This section is from the book "A Manual Of Weeds", by Ada E. Georgia. Also available from Amazon: A Manual Of Weeds.
Native. Perennial. Propagated by seeds.
Time of bloom: June to August.
Seed-time: August to October.
Range: Nova Scotia to Minnesota, southward to Georgia and
Louisiana. Habitat: Dry soil; fields, meadows, and waste places.

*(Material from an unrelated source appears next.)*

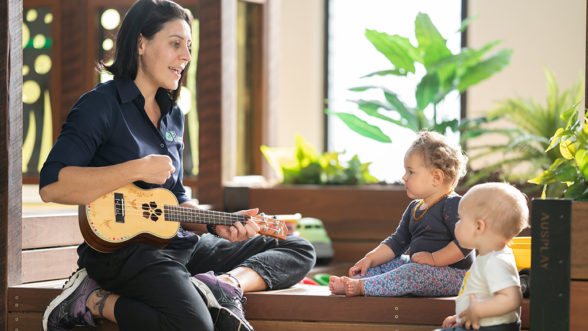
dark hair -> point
(438, 153)
(145, 17)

Stems rather slender, one to three feet tall, usually branched, finely hairy or sometimes smooth. Leaves alternate, oblong to lance-shaped, with few and shallow teeth, somewhat hairy, the lower ones with petioles, those on the stem sessile, the upper ones nearly linear. Flowers in terminal, leafy-bracted spikes, the blossoms sometimes nearly two inches broad, the petals notched at the outer edge, lustrous golden yellow, open in the daytime; tube of the calyx much longer than the ovary, its lobes narrowly lance-shaped and spreading. Capsules about a half-inch long, four-angled, and having four small wings projecting from the top, the base often narrowed abruptly to a short foot-stalk.
Starvation of the perennial roots by frequent, successive, close cuttings. In cultivated ground the plants are destroyed by the required tillage.